Le parquet a vivement réagi à cette exposition, dénonçant un « gloubi-boulga », mais Me Goudarzian n’en a pas démordu, attaquant la moindre erreur de procédure. Avec un dernier argument surprise de la défense : la cour n’a pas la preuve qu’Habannou S. est bien la personne administrant la chaîne YouTube et les réseaux sociaux incriminés par les plaintes, puisque aucune requête d’identification formelle n’a été formulée.
La double qualité d’avocate et de partie civile de Laure-Alice Bouvier a également été critiquée, la défense jugeant qu’il y avait là un conflit d’intérêts. Mais le tribunal a balayé ces remarques, tout comme il a, en délibérant, rejeté toutes les demandes de nullité formulées par Me Goudarzian.
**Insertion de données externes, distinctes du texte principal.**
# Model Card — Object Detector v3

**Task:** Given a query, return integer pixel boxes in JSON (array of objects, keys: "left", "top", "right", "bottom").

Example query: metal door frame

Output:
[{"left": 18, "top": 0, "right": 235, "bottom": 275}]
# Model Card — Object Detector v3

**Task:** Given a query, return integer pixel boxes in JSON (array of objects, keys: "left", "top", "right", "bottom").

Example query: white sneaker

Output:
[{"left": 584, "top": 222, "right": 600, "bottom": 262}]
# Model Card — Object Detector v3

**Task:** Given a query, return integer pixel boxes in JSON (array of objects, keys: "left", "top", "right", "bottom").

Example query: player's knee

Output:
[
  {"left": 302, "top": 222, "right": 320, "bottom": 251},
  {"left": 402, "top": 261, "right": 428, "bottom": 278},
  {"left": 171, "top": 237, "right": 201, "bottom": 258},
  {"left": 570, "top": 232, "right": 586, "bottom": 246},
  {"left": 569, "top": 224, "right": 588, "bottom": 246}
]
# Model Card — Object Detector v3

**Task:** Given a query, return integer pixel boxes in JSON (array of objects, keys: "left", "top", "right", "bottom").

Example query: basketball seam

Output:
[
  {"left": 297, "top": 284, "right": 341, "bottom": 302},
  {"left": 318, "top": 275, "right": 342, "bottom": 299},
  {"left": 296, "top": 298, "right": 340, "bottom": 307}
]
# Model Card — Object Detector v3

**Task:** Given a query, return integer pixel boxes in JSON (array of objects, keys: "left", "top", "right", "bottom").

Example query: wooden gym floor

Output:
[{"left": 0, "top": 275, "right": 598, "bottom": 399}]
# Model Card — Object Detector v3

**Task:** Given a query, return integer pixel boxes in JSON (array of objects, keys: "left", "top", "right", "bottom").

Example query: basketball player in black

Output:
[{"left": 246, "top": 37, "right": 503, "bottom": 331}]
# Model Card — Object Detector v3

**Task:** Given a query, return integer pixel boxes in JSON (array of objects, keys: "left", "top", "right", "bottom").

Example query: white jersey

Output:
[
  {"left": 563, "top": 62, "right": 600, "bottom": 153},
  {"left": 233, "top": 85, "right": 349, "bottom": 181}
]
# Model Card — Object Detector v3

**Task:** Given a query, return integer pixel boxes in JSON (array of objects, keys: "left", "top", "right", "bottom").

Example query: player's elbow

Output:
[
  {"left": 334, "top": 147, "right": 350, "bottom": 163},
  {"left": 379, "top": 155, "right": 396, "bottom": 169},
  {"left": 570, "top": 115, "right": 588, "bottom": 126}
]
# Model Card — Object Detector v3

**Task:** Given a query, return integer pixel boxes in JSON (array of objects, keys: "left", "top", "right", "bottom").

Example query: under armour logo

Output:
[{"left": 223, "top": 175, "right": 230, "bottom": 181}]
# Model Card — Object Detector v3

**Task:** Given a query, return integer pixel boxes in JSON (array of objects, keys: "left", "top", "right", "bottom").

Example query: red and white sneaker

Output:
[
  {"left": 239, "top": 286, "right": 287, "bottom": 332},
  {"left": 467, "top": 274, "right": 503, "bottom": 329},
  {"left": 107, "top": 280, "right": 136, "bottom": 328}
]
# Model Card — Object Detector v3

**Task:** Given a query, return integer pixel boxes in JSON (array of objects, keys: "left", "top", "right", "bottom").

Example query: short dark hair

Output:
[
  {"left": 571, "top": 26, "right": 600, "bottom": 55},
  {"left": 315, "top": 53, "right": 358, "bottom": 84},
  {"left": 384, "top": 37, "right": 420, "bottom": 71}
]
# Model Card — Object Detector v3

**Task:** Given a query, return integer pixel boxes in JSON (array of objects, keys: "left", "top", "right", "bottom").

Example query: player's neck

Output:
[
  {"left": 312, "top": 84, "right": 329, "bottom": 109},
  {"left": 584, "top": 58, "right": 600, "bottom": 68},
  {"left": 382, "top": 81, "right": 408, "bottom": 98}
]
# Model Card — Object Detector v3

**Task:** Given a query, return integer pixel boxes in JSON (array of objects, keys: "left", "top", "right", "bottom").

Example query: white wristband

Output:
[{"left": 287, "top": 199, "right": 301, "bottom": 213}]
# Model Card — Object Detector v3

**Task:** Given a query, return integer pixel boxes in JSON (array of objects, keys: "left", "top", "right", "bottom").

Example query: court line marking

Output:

Sur le fond du dossier, Me Goudarzian a défendu la liberté d’expression de son client. « Quand je regarde les vidéos de Marvel, je vois de la satire, je vois “Les Guignols de l’info” », argue-t-il, ajoutant que les plaignants sont « des personnalités publiques » qui « s’affichent sur les réseaux sociaux ». Habannou S., quand il s’attaque aux parties civiles, ne s’adonnerait pas à du harcèlement, mais à de la « satire ». Là encore le tribunal n’a pas été convaincu par la plaidoirie.